Asumir este colonialismo interno nos ayudaría a explicar cómo el COVID19 reactiva la experiencia de dominación al cual nos confina la “prosa del contagio”, llevándonos a tal nivel de disciplinamiento que la responsabilidad de la pandemia es asumida de manera individual. Cada persona debido a su porfiadez, a su irracionalidad, incluso a su maldad, es responsable del contagio, y debe sentir el peso de la culpa.

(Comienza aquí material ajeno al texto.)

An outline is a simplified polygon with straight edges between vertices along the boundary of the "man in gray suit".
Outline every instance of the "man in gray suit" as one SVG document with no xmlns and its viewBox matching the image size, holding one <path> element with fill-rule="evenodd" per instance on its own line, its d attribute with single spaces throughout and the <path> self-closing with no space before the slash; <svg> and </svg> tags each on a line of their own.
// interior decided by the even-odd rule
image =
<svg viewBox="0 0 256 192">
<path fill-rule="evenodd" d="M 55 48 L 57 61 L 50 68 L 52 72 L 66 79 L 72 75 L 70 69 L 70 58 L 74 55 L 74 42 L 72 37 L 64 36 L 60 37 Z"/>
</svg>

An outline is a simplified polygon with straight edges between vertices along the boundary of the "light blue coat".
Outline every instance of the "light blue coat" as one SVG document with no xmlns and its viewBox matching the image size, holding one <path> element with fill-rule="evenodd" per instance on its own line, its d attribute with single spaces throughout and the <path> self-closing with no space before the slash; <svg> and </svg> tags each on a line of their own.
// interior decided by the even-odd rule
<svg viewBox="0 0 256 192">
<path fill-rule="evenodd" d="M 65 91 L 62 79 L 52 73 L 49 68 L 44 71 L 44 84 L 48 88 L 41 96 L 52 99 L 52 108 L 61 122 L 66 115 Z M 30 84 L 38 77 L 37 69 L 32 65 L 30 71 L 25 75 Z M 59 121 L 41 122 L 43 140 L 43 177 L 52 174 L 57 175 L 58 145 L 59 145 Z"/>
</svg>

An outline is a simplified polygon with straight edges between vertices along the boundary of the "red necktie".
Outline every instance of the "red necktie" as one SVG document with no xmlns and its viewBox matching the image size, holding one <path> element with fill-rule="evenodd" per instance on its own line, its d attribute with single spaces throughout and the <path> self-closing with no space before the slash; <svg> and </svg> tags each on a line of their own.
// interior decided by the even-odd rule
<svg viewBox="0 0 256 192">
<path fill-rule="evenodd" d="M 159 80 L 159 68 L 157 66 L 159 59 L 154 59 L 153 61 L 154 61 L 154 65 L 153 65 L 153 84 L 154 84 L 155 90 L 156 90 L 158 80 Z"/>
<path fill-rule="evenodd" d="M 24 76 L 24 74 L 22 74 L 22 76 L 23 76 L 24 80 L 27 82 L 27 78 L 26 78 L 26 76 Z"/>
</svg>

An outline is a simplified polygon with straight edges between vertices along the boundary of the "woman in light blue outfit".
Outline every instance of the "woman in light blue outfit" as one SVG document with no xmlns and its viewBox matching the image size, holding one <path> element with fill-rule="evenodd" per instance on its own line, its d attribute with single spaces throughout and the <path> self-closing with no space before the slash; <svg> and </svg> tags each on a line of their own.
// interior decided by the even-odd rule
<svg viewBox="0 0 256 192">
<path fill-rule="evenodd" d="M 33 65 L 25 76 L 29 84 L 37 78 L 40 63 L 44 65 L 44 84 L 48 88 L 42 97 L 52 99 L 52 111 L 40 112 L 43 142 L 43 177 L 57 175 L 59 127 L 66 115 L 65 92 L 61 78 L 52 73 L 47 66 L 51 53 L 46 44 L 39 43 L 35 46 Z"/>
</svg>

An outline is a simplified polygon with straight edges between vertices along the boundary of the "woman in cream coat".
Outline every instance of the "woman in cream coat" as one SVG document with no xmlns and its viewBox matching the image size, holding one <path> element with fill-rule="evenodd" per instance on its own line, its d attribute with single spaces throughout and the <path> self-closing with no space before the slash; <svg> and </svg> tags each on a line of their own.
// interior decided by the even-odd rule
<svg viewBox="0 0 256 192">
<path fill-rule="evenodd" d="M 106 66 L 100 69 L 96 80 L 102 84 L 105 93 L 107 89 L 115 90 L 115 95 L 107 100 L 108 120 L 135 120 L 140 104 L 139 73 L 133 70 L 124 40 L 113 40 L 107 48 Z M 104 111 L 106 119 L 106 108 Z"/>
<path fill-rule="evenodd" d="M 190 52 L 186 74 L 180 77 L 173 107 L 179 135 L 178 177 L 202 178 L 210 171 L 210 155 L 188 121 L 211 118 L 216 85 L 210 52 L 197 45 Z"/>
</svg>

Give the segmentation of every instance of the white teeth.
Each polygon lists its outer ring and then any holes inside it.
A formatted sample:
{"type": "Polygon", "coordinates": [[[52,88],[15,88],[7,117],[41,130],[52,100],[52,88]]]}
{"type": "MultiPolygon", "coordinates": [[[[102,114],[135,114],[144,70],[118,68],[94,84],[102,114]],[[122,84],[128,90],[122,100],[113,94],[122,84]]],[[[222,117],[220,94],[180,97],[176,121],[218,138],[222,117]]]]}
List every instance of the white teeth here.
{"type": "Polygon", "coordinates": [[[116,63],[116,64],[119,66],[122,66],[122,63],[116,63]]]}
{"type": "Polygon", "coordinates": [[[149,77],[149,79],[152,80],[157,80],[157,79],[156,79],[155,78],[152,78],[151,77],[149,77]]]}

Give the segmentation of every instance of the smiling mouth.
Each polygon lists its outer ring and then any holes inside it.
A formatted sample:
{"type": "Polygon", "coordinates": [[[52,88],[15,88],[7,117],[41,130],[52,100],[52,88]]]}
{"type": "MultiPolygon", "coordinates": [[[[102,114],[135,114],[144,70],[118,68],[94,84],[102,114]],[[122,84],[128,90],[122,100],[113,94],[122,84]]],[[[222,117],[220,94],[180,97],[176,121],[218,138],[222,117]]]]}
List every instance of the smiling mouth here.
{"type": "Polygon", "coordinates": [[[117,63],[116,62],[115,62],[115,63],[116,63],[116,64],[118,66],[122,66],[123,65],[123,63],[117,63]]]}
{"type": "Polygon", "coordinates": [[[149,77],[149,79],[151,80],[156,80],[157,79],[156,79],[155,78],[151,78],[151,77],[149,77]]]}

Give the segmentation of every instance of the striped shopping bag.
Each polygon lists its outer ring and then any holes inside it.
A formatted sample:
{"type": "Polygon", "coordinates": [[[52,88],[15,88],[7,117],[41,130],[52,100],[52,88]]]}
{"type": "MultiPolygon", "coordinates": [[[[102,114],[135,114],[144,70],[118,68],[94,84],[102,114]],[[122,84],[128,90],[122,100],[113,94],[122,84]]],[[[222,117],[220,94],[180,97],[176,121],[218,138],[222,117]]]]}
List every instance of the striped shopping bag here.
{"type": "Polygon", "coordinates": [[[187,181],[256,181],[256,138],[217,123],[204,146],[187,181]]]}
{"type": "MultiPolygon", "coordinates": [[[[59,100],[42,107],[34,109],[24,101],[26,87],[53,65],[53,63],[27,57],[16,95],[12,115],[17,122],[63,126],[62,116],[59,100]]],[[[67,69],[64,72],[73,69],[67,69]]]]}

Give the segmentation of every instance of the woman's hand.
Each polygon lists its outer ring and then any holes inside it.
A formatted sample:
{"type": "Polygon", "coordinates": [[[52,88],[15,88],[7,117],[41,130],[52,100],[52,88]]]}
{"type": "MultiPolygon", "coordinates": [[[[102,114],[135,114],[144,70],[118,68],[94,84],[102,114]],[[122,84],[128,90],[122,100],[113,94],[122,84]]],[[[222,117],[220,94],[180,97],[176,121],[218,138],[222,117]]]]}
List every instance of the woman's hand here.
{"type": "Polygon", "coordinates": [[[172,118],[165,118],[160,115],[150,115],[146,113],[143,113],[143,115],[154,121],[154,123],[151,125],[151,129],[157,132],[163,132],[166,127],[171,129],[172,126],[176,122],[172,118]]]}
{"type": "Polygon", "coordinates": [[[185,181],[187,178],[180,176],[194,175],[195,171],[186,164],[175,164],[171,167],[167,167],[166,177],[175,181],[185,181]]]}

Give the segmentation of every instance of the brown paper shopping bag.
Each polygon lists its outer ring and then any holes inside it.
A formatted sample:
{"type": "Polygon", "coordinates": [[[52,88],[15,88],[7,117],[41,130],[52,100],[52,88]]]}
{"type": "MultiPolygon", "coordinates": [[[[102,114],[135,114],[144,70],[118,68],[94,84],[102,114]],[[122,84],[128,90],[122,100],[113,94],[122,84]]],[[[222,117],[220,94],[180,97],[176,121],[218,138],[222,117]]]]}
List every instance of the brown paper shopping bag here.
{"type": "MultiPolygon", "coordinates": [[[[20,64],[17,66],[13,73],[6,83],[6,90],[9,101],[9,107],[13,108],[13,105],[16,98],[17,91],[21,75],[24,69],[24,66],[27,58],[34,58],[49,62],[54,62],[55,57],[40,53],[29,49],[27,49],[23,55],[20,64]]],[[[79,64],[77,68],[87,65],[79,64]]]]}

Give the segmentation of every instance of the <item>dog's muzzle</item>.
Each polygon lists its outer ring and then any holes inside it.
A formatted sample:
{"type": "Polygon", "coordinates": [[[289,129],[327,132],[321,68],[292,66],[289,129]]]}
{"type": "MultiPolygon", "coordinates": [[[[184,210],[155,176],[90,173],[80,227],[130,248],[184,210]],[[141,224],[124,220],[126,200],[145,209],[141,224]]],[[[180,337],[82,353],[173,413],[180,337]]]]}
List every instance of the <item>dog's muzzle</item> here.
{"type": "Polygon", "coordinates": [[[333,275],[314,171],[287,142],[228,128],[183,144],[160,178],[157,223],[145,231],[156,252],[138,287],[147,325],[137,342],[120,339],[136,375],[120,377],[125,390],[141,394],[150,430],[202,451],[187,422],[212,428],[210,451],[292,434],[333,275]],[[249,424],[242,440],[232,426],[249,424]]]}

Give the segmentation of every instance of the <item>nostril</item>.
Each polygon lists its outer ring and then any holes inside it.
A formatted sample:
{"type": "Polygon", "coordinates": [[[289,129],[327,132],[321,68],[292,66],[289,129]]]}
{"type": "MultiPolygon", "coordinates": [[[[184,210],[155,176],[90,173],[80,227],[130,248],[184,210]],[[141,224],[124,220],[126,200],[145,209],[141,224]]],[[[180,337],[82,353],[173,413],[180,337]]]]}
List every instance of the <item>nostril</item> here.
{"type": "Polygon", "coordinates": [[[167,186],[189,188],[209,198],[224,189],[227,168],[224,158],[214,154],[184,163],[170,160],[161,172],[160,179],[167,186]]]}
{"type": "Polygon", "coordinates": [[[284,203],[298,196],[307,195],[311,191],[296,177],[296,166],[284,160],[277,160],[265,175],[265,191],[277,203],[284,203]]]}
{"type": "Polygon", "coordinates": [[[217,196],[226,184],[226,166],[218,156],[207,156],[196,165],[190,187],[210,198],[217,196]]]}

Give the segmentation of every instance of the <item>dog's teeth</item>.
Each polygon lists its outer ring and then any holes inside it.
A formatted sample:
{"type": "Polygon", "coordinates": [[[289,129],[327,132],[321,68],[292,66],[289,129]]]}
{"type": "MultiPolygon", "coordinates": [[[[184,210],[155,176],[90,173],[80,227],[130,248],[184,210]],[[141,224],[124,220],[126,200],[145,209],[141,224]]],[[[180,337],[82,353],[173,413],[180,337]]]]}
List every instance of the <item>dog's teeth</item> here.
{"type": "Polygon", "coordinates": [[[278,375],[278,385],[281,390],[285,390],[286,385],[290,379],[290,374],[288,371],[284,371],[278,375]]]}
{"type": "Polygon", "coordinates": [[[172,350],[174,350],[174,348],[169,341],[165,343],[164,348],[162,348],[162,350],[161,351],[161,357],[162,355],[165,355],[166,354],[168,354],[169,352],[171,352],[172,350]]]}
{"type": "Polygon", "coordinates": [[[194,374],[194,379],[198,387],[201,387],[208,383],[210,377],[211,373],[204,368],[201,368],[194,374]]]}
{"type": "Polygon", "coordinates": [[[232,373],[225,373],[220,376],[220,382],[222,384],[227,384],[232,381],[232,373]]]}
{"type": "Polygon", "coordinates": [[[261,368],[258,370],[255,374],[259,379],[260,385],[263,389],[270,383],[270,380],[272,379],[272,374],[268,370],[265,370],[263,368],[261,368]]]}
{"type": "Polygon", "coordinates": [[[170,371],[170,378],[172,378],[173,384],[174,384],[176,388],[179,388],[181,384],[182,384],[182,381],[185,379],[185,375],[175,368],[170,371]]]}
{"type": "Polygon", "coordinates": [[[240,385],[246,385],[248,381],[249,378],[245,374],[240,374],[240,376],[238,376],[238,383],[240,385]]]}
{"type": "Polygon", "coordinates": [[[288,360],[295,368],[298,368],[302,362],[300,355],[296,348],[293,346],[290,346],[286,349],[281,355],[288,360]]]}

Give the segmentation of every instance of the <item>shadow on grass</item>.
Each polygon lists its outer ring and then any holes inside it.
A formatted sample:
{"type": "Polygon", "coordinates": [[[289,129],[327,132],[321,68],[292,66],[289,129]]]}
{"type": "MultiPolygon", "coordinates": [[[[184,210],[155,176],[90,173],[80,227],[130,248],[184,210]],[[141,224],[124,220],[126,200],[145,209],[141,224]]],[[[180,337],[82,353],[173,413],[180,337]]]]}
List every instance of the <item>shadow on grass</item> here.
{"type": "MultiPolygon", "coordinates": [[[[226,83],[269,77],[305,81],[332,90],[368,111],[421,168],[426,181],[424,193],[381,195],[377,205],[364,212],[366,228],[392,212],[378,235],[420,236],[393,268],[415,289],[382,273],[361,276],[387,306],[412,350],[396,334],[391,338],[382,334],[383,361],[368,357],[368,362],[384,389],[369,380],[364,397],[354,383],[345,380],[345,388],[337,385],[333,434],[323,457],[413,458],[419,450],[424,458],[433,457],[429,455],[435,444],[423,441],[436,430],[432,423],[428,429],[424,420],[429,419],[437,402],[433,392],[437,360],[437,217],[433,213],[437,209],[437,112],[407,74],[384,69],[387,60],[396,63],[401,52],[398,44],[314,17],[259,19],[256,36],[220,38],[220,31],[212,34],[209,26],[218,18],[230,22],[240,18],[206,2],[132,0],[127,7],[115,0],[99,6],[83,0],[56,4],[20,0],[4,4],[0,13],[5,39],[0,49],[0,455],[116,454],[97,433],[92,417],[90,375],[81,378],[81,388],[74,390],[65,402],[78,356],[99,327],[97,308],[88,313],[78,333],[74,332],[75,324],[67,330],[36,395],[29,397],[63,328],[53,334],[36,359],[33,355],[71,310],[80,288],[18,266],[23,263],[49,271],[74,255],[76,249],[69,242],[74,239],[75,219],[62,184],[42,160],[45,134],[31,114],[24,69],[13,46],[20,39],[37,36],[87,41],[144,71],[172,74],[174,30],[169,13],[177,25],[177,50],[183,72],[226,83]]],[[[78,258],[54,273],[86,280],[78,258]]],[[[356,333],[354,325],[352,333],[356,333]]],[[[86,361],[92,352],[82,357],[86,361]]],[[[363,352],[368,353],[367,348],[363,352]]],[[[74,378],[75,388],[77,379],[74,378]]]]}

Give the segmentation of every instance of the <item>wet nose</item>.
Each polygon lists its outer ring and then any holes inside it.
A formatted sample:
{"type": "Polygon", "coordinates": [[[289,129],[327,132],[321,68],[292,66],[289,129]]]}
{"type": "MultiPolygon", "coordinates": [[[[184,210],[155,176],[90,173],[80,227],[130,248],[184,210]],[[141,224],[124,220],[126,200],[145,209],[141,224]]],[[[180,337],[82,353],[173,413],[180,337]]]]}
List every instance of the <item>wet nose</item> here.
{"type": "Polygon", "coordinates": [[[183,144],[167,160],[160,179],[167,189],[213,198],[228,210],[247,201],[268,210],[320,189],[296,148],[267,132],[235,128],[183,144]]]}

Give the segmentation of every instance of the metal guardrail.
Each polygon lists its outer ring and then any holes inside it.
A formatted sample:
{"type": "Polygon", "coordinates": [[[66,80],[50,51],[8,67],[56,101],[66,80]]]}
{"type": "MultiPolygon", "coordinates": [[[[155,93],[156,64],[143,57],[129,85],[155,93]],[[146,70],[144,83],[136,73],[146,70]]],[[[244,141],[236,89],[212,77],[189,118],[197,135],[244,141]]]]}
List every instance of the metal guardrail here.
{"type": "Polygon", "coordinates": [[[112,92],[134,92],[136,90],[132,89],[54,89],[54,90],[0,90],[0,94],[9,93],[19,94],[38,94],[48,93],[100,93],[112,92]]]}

La sanción no sólo proviene de las fuerzas represivas y jurídicas institucionalizadas sino también de lxs buenxs ciudadanxs que reprochan y criminalizan a quienes no obedecen el nuevo sentido común, incluso pueden llegar a violentar o amenazar a lxs contagiadxs y a quienes se considera población de riesgo, expulsándolxs o haciendo su vida intolerable hasta que decidan arrancar de sus casas o del país, ello explica en gran medida el éxodo de migrantes. Esta persecución o criminilización de lxs otrxs, evidencia el colonialismo más brutal, aquel que nos aísla y deshumaniza.
Rompamos la burbuja pandémica antes que la prosa del contagio se nos haga sentido común y las mutaciones del virus se transformen en una nueva fase civilizatoria del neoliberalismo.